É o setor prioritário para dois terços das empresas, sendo que em mais de metade o Clima e a Sustentabilidade (C&S) estão associados a uma aposta na inovação. Contudo, apenas uma em cada cinco organizações está preparada para agir. E são precisamente as indústrias responsáveis pelas maiores emissões – bens duradouros (85%), automóveis (78%), utilities […]
É o setor prioritário para dois terços das empresas, sendo que em mais de metade o Clima e a Sustentabilidade (C&S) estão associados a uma aposta na inovação. Contudo, apenas uma em cada cinco organizações está preparada para agir.

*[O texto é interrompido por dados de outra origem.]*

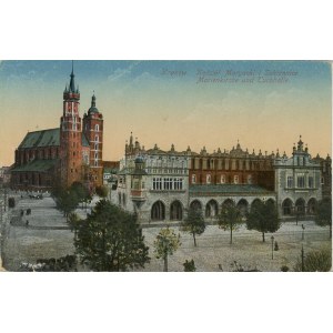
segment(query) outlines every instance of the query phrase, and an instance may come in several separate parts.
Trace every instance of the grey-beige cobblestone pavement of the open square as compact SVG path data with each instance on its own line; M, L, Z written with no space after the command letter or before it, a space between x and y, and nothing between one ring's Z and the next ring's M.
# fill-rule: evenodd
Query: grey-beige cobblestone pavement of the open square
M98 198L93 203L97 200ZM27 215L28 208L31 209L31 215ZM22 219L21 210L24 211ZM81 218L87 216L85 210L78 209L77 213ZM17 271L21 262L33 263L37 259L60 258L74 252L73 233L49 196L36 200L24 195L11 211L11 224L7 224L2 249L3 266L9 271ZM304 241L302 241L302 224L305 226ZM153 241L161 226L143 229L145 242L150 246L151 262L144 269L134 271L162 272L162 261L153 255ZM176 225L171 228L179 232ZM206 226L205 232L196 239L196 248L191 235L182 232L180 234L182 245L169 258L169 271L172 272L182 272L183 262L191 259L194 260L199 272L232 271L234 261L250 270L274 272L280 271L282 265L287 265L292 270L301 258L302 242L305 254L322 246L331 249L329 229L320 228L313 221L302 221L299 225L295 222L283 223L274 233L279 251L273 251L273 260L271 234L266 234L266 242L263 243L261 233L249 231L245 226L233 233L233 244L230 244L230 233L216 225Z

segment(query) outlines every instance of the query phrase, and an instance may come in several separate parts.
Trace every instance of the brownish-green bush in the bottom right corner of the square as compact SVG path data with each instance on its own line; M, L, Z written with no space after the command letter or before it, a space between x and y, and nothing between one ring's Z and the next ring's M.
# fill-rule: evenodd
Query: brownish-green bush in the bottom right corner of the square
M302 253L303 255L303 253ZM297 259L295 272L329 272L332 266L332 252L330 249L310 251L305 258Z

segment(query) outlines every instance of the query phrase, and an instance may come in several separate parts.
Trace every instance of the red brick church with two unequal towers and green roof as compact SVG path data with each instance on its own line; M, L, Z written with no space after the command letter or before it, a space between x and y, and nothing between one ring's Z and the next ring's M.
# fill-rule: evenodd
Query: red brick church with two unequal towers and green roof
M16 150L11 186L49 191L61 184L82 182L91 191L103 183L103 115L92 95L91 107L80 117L80 91L74 71L63 91L60 127L28 132Z

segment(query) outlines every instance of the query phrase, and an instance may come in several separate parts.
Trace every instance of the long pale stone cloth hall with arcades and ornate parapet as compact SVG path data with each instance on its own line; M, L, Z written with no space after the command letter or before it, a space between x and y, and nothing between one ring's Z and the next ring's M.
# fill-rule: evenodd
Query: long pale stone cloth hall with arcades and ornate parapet
M325 172L324 172L325 170ZM278 204L280 218L312 215L315 204L331 195L331 158L312 159L300 138L292 157L235 148L223 152L145 150L131 134L120 161L113 200L135 211L142 222L181 221L189 208L213 220L233 201L243 215L256 200Z

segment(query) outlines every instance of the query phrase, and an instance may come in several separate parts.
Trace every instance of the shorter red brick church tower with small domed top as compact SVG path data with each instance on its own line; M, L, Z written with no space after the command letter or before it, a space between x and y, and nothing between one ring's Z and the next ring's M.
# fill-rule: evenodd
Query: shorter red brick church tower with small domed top
M83 117L83 133L90 144L90 181L93 186L103 184L103 115L95 105L95 95L91 98L91 107Z

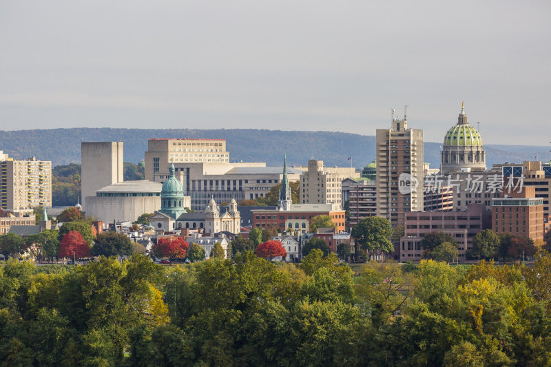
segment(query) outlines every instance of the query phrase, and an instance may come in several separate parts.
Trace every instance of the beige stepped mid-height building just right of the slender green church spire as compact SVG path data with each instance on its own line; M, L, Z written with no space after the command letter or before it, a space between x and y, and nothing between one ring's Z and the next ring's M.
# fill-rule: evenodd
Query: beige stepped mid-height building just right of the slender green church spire
M341 206L342 180L359 176L353 167L324 167L323 160L309 160L308 170L300 175L300 203Z

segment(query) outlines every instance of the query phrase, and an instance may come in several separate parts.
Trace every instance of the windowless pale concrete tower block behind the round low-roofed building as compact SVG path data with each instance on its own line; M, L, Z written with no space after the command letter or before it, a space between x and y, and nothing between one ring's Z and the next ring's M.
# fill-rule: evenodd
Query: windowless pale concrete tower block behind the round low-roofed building
M102 187L123 182L123 142L81 143L81 177L82 207L86 211L87 197L96 196Z

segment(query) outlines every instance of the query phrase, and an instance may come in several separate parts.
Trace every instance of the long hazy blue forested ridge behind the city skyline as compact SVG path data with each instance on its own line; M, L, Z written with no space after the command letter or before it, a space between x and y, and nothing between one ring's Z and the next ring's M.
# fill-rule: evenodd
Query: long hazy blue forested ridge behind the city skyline
M36 156L54 166L80 163L81 142L123 141L125 162L143 160L148 138L226 139L232 162L267 162L282 165L287 153L290 165L306 165L310 157L327 166L363 167L375 158L375 136L342 132L302 132L266 129L34 129L0 132L0 150L18 159ZM424 144L424 160L439 167L441 143ZM497 162L549 160L548 147L485 145L488 167ZM351 160L348 160L352 156Z

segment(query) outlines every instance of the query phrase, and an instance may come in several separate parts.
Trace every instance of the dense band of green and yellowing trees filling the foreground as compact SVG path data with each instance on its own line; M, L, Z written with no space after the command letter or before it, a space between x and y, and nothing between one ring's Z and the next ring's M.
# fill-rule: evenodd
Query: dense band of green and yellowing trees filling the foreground
M0 266L2 366L549 366L551 257Z

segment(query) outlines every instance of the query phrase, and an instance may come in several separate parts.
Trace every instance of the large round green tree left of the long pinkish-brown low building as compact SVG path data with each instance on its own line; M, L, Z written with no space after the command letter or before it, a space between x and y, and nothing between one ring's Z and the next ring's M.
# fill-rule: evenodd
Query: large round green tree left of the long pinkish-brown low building
M388 219L368 217L352 227L351 235L364 251L380 250L391 252L394 247L390 240L393 230Z

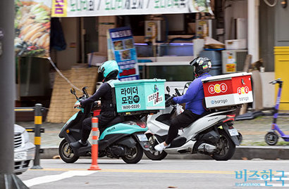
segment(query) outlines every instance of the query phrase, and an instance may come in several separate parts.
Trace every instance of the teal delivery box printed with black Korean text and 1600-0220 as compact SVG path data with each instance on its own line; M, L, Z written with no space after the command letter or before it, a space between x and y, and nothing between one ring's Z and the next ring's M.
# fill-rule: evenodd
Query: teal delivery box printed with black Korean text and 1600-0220
M115 83L117 111L136 113L165 109L164 82L166 79L140 79Z

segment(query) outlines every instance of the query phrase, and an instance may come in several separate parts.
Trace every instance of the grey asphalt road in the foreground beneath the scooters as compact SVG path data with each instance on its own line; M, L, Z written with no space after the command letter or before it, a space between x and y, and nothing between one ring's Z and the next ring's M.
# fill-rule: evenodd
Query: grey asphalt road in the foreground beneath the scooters
M32 189L289 188L288 160L216 162L192 159L162 161L142 159L138 164L125 164L121 159L99 159L98 165L102 170L87 171L90 164L91 159L79 159L74 164L66 164L61 159L42 159L41 166L44 169L30 169L18 177ZM282 174L287 177L280 178ZM266 184L271 186L265 186Z

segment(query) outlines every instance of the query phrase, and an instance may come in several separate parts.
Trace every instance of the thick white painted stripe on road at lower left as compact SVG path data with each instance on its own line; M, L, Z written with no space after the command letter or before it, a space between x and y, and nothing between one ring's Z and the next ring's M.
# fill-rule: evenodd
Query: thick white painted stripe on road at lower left
M87 169L86 169L87 170ZM66 171L62 174L54 174L54 175L47 175L47 176L39 176L37 178L32 178L27 181L23 181L27 187L30 187L32 185L39 185L43 183L51 183L54 181L59 181L64 178L70 178L73 176L87 176L90 174L94 174L97 171Z

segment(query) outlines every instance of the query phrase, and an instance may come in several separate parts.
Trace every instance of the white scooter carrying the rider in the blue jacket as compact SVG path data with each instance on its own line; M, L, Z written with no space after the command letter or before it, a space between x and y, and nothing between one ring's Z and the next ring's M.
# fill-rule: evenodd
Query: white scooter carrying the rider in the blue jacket
M185 84L185 89L190 84ZM184 91L185 91L184 89ZM170 91L169 87L166 90ZM180 93L177 91L178 95ZM166 98L169 95L166 94ZM147 116L146 132L149 139L149 150L145 155L152 160L161 160L167 154L202 153L216 160L228 160L235 153L235 145L240 145L242 135L233 127L234 110L216 110L204 113L203 117L178 132L171 146L163 151L154 150L154 146L165 141L170 120L176 116L177 105L167 105L155 115Z

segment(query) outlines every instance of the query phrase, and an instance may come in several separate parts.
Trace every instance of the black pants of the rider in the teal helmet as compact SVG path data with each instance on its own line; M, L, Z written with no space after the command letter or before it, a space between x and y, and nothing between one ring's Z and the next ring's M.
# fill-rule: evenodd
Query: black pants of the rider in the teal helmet
M116 116L114 113L104 113L96 116L99 119L99 131L102 133ZM82 121L82 138L81 141L87 141L88 137L90 137L90 131L92 130L92 117L87 117Z

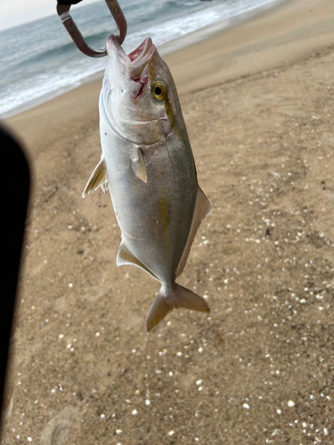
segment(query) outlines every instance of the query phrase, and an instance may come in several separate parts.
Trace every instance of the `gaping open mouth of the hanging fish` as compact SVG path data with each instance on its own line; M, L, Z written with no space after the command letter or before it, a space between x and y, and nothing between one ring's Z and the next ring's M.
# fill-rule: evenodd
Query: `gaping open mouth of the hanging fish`
M151 61L155 49L151 37L145 38L143 43L129 54L126 54L122 46L118 43L117 36L111 34L107 41L108 55L111 56L111 59L113 59L113 56L118 56L118 61L121 61L127 74L133 79L139 79L143 77L143 74L147 75L147 73L143 73L143 71L146 71L145 68Z

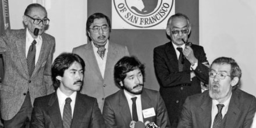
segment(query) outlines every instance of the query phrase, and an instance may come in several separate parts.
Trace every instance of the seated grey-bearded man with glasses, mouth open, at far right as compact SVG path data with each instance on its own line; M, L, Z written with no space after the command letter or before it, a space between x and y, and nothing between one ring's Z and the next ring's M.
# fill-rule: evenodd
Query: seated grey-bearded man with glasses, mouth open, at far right
M250 127L256 98L238 88L241 69L232 58L212 62L209 90L188 97L178 127Z

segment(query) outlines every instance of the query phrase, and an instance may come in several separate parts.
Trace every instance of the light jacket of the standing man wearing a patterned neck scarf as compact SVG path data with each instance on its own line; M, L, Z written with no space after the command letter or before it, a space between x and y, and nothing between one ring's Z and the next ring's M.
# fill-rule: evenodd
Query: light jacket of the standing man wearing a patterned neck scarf
M81 56L86 63L83 87L80 92L97 98L99 109L102 111L105 98L120 90L120 88L115 85L113 71L119 59L123 56L129 56L127 47L109 41L104 79L99 70L91 42L74 48L73 53Z

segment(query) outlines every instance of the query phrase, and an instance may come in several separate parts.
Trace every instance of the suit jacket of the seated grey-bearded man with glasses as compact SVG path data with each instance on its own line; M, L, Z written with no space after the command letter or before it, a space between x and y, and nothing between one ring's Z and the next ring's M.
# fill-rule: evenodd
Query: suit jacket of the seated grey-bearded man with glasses
M256 98L240 89L232 91L229 108L223 118L225 128L249 128L256 111ZM178 127L211 127L212 98L209 90L192 95L183 105Z

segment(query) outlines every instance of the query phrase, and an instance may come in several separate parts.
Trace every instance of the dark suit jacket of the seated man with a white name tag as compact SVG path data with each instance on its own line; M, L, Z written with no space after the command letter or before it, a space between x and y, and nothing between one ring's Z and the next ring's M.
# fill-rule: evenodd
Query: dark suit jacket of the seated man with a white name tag
M161 127L170 127L168 114L158 91L143 89L141 94L142 109L154 108L156 116L150 118L144 118L144 122L147 120L155 122ZM103 108L103 118L105 120L106 127L113 128L127 128L131 122L131 113L129 105L123 90L119 90L117 93L110 95L105 99Z

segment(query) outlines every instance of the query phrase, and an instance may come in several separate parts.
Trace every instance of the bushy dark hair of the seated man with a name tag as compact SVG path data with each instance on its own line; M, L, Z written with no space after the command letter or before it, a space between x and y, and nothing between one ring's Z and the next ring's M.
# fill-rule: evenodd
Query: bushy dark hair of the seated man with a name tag
M114 67L115 83L120 86L120 81L123 82L126 73L135 69L140 69L144 81L145 66L135 56L124 56L121 58Z

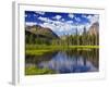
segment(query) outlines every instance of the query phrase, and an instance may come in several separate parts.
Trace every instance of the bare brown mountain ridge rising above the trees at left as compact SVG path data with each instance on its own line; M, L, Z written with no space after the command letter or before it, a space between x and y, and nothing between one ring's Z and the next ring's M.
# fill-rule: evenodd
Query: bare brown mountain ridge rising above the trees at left
M25 27L25 33L32 33L36 36L43 36L44 38L49 38L49 39L58 39L59 36L53 33L50 28L48 27L41 27L39 25L34 25L34 26L26 26ZM39 38L38 37L38 38Z

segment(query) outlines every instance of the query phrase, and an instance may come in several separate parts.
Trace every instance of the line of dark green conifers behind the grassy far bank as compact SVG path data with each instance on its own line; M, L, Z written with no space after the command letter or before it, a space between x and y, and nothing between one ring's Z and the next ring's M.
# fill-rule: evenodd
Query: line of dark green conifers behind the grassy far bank
M25 35L26 44L35 44L35 45L60 45L60 46L98 46L99 45L99 34L88 34L86 28L83 28L83 33L80 34L77 29L75 29L74 35L63 35L63 38L58 39L48 39L41 38L37 35L31 34Z

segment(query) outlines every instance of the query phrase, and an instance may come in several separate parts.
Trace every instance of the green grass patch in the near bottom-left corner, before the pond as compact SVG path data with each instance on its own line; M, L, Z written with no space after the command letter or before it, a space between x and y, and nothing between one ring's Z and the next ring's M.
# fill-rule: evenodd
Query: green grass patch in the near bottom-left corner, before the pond
M43 74L53 74L55 72L49 69L38 69L37 66L25 67L25 75L43 75Z

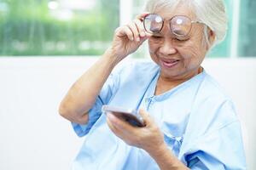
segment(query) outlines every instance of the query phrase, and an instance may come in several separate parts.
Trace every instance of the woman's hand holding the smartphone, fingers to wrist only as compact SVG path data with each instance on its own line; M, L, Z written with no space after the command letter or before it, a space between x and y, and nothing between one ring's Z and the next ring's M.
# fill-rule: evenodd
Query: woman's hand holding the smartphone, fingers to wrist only
M164 135L146 111L140 110L139 113L146 123L145 127L133 127L111 113L108 113L107 116L108 127L116 136L123 139L126 144L142 148L149 154L155 154L166 146Z

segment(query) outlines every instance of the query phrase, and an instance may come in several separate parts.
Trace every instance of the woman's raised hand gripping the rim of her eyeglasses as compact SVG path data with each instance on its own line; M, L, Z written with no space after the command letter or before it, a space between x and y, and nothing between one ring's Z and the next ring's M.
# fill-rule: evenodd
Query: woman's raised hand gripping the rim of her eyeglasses
M142 21L147 14L139 14L128 25L120 26L115 30L111 50L113 55L118 57L119 60L135 52L150 36L145 31Z

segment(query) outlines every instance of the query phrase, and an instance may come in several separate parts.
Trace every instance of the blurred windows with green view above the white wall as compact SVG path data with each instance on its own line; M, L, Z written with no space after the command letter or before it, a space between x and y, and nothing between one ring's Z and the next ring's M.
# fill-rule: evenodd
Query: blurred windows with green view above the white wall
M145 0L1 0L0 55L99 55L114 29L143 11ZM229 31L210 57L256 54L253 0L225 0ZM143 57L143 55L135 55Z

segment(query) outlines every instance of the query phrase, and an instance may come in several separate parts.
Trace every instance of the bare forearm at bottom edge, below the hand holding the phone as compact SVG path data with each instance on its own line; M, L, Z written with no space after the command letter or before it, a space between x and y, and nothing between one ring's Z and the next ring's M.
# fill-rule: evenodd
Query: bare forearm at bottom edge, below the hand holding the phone
M159 150L148 152L153 157L161 170L187 170L189 169L183 162L179 161L176 156L168 150L167 145L163 144Z

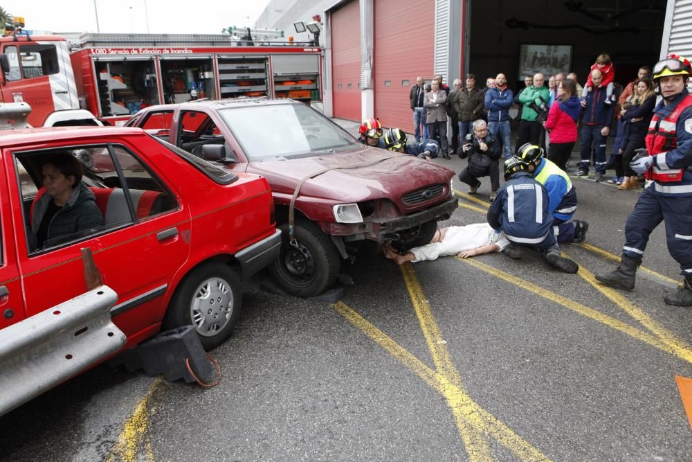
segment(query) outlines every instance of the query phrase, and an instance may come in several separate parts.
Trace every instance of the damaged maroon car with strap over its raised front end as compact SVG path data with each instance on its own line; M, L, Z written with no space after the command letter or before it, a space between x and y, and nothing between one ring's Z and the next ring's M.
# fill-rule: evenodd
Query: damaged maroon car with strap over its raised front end
M457 208L452 170L363 146L293 100L152 106L127 125L233 172L268 179L283 231L280 257L269 270L290 294L313 296L329 287L359 241L426 244L437 222Z

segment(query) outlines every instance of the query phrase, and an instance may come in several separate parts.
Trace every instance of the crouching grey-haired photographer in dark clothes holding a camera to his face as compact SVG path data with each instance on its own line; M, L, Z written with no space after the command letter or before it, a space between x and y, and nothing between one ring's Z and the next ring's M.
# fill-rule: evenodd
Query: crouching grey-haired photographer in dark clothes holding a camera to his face
M478 178L490 175L490 202L500 188L500 142L497 137L488 132L484 120L478 119L473 123L473 133L466 135L466 140L459 151L459 158L468 157L468 166L459 173L459 179L468 184L468 194L475 194L480 186Z

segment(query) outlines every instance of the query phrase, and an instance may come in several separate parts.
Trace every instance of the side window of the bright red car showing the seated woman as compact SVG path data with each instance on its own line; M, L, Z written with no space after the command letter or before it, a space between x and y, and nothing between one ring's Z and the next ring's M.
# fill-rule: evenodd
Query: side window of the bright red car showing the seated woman
M73 168L67 157L77 161L82 179L69 190L72 202L58 207L57 197L65 178L62 171ZM149 220L178 207L161 180L120 145L21 152L16 154L16 160L32 254ZM46 170L46 164L51 164L52 170ZM57 186L53 181L57 181ZM73 193L77 188L79 192ZM48 216L51 219L42 227Z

E são precisamente as indústrias responsáveis pelas maiores emissões – bens duradouros (85%), automóveis (78%), utilities (77%), e petróleo e gás (77%) – as mais prováveis de visar o tipo de soluções tecnológicas necessárias para descarbonizar substancialmente.
Estas são parte das conclusões do relatório “Are you ready for green growth?”, elaborado pela Boston Consulting Group (BCG) e que avalia empresas comprometidas com a inovação em C&S, de acordo com a estrutura de benchmarking em innovation-to-impact da BCG, para avaliar a prontidão das suas práticas e plataformas de inovação.
Cerca de 28% destas organizações têm uma pontuação de 80 ou superior, em 100, e estão, por isso “prontas” e equipadas com competências de inovação bem desenvolvidas. Isto indica que cerca de três quartos das empresas precisam de aumentar a sua aposta em inovação e 80% de todas as empresas enfrenta uma curva de aprendizagem acentuada.
Enquanto muitas empresas falam de sustentabilidade e fazem promessas de descarbonização, muito poucas fizeram verdadeiramente o trabalho de integrar as prioridades do C&S nos seus mecanismos de inovação e produzir resultados tangíveis. Ao mesmo tempo, investidores, reguladores, clientes e acionistas estão todos à procura de grandes empresas e dos seus CEOs para assumirem a liderança na realização de progressos reais contra o aquecimento global.
Justin Manly, líder global do segmento de crescimento e inovação da BCG e coautor do relatório
As 50 empresas mais inovadoras lideram no Clima e Sustentabilidade
Muitas das 50 empresas mais inovadoras de 2022 já são líderes de inovação em C&S, com uma significativa parte delas a ser pioneira na definição de princípios ambientais, sociais e de governance e no estabelecimento de compromissos de descarbonização.
Quase 80% (39) qualificam-se como os mais inovadores em C&S, de acordo com a votação global dos pares. Pelo segundo ano consecutivo, a Apple detém a primeira posição no ranking. A Microsoft, que sobe duas posições para o segundo lugar e a Amazon, que desce um lugar para terceiro, completam o pódio.
Em linha com o que se observou nos últimos cinco anos, mais de metade das empresas mais inovadoras está sediada na América do Norte. Contudo, a Ásia-Pacífico e a Grande China continuam a crescer enquanto centros de inovação, aumentando a sua representação no top 50, de quatro e três empresas em 2018 para oito e sete empresas em 2022, respetivamente.
A indústria automóvel é o segundo em número de empresas neste ranking que dão prioridade ao clima e sustentabilidade (C&S), um reflexo do compromisso da indústria com os veículos elétricos e autónomos.
Os mais altos emissores de carbono
O relatório revela que as indústrias responsáveis pelas maiores emissões – bens duradouros (85%), automóveis (78%), utilities (77%), e petróleo e gás (77%) – são as que mais priorizam o C&S. Além disso, as empresas com maiores emissões têm mais 20% de probabilidade do que os baixos emissores de visar o tipo de soluções tecnológicas necessárias para descarbonizar substancialmente.
As empresas preparadas para a C&S enfatizam uma série de aspetos dos seus sistemas de inovação de forma mais agressiva do que outros inovadores. Começam com maiores ambições, identificam os domínios a focar, gerem o “funil de ideias”, e têm objectivos de desempenho claros. Também se envolvem mais ativamente com parceiros e mesmo concorrentes.
Estas empresas viram um impacto positivo na produtividade das suas atividades de inovação e I&D, com 80% das empresas inquiridas a trabalhar remotamente dois ou mais dias por semana e 49% a relatar que a produtividade destas atividades melhorou entre 10%-50% devido a estas novas formas de trabalho.